Cohésion européenne : les RUP redoutent un tournant budgétaire

Alors que la Commission européenne élabore le futur budget de l’Union pour 2028-2034, la présidente de la Région Réunion et le vice-président du Parlement européen tirent la sonnette d’alarme. Ils dénoncent un risque de renationalisation des fonds de cohésion, au détriment des Régions et des Outre-mer.
Le futur cadre financier pluriannuel de l’Union européenne, en cours de discussion à Bruxelles, cristallise les inquiétudes des Régions et des représentants des territoires les plus fragiles. « La vigilance s’impose à l’échelle de l’Union européenne avec les discussions engagées sur le futur cadre financier pluriannuel qui va déterminer l’avenir de la politique régionale et de cohésion », a alerté Huguette Bello, présidente de la Région Réunion, lors de l’assemblée plénière du 26 juin dernier. Dans une lettre adressée à Ursula von der Leyen, elle réclame que les spécificités des régions ultrapériphériques (RUP) soient dûment prises en compte.
« Renationalisation inédite des politiques européennes »
La crainte principale : que la politique régionale ne soit recentralisée au niveau des États membres, mettant ainsi fin à la gestion directe des fonds européens par les collectivités. « Le risque d’une renationalisation de la politique régionale, conjuguée avec une baisse globale des crédits alloués à la politique de cohésion, constitue une menace sérieuse », insiste Huguette Bello.
Ce constat est partagé par Younous Omarjee, vice-président du Parlement européen, qui a également écrit à la présidente de la Commission. Il dénonce le possible démantèlement des instruments financiers européens tels que le FEDER, le FSE+, ou encore le FEADER. « Nous ne pourrons concéder à tant de reculs qui s’apparenteraient à autant de démissions de la Commission européenne », écrit-il. Il plaide pour le maintien d’une gouvernance à plusieurs niveaux, avec des règles européennes claires et une gestion partagée, afin d’éviter une « renationalisation inédite des politiques européennes ».
Défendre « la place des RUP au sein des nouvelles priorités européennes »
Le député européen rappelle les engagements pris par Ursula von der Leyen au début de son mandat, notamment celui de « donner aux régions le poids politique qu'elles méritent ». Il défend également le maintien des enveloppes spécifiques aux RUP, la revalorisation du POSEI, et la création de nouveaux programmes dédiés. « Sa renationalisation serait incompréhensible », prévient-il à propos de la politique de cohésion.

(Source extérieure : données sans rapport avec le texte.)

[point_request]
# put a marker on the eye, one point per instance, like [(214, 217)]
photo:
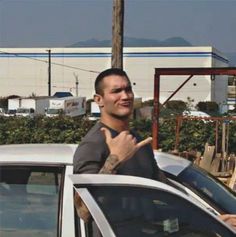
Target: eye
[(128, 89), (118, 90)]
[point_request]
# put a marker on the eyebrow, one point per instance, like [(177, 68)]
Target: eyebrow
[(119, 89)]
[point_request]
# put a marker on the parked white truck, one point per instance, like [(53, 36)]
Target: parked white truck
[(28, 106), (69, 106)]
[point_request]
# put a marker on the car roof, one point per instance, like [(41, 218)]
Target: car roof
[(38, 153), (171, 163)]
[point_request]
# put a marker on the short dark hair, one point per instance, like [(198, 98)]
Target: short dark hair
[(108, 72)]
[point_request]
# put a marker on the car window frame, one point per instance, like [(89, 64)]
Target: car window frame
[(61, 190), (83, 181)]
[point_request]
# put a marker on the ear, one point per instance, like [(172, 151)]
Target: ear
[(98, 99)]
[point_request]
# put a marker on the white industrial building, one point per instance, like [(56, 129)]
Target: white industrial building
[(24, 71)]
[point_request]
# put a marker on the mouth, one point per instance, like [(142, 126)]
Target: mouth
[(126, 104)]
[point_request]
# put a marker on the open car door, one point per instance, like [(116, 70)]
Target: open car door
[(138, 207)]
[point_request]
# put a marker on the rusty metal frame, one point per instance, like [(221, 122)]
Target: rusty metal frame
[(178, 72)]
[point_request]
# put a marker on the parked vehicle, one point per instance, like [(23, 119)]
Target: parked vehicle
[(36, 199), (69, 106), (198, 182), (2, 111), (28, 106), (25, 112), (94, 111), (10, 113)]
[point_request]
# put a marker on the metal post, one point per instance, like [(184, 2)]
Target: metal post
[(117, 34), (49, 72), (156, 111)]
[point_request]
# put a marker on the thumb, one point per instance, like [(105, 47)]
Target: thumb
[(107, 134), (144, 142)]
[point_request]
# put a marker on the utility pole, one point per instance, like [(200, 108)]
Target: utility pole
[(76, 84), (49, 72), (117, 33)]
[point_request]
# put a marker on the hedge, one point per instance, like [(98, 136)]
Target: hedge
[(193, 134)]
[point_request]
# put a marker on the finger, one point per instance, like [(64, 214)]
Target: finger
[(107, 134), (144, 142)]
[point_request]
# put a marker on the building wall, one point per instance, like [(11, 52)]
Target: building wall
[(24, 71)]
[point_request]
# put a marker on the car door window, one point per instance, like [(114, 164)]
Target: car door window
[(143, 212), (29, 201)]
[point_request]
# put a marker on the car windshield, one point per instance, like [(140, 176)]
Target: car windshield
[(209, 188), (143, 212), (21, 110), (29, 201)]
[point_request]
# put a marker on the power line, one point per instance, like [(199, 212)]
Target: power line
[(45, 61)]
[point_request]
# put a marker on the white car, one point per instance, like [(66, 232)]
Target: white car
[(197, 182), (37, 187)]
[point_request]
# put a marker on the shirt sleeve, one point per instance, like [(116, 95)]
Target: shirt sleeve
[(90, 157)]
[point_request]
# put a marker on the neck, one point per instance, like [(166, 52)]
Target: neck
[(118, 124)]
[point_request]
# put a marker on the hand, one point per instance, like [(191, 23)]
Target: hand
[(124, 145), (229, 219)]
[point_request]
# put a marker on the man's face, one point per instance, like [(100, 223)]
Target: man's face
[(117, 99)]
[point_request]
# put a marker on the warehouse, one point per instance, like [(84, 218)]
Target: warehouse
[(25, 71)]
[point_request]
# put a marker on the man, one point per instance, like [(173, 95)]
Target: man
[(110, 146)]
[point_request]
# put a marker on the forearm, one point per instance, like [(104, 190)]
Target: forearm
[(108, 168), (110, 165)]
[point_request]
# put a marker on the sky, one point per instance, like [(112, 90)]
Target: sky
[(60, 23)]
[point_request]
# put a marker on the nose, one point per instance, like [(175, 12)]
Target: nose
[(127, 94)]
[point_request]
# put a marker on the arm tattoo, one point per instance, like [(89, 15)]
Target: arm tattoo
[(111, 163)]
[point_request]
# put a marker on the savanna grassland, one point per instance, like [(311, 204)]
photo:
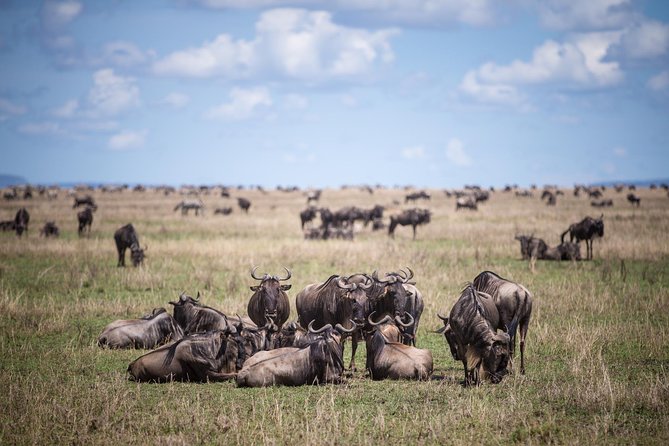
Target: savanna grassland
[(597, 350)]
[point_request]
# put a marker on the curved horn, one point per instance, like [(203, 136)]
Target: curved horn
[(310, 328), (408, 324)]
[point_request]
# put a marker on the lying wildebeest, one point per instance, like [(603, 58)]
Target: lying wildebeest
[(49, 229), (338, 300), (147, 332), (320, 361), (483, 352), (186, 205), (514, 305), (126, 237), (587, 229), (466, 202), (269, 299), (633, 199), (21, 220), (200, 357), (85, 219), (244, 204), (387, 358), (412, 217), (87, 200)]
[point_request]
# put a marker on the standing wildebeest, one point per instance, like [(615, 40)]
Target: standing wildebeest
[(49, 229), (21, 220), (269, 299), (200, 357), (186, 205), (633, 199), (587, 229), (244, 204), (148, 332), (85, 219), (338, 300), (514, 305), (319, 361), (413, 217), (476, 341), (87, 200), (389, 358), (126, 237)]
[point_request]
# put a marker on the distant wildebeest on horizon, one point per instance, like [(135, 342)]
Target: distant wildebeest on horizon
[(126, 237), (187, 205), (587, 229)]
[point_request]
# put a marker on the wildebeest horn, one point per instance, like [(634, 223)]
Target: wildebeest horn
[(408, 324), (310, 328)]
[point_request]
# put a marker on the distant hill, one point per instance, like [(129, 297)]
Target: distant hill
[(11, 180)]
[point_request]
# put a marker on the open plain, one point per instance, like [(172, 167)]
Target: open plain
[(597, 352)]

Du côté de Bruxelles, les premières propositions de la Commission, dévoilées le 16 juillet, confirment les craintes. « Le risque d’une remise en cause des principes et des moyens de la politique régionale et de cohésion est bien réel », note la Région dans un communiqué. Les discussions se poursuivront dans les mois à venir entre la Commission, les États membres et le Parlement européen. La Région Réunion, aux côtés des autres RUP, entend peser de tout son poids pour sauvegarder ses acquis et défendre « la place des RUP au sein des nouvelles priorités européennes ».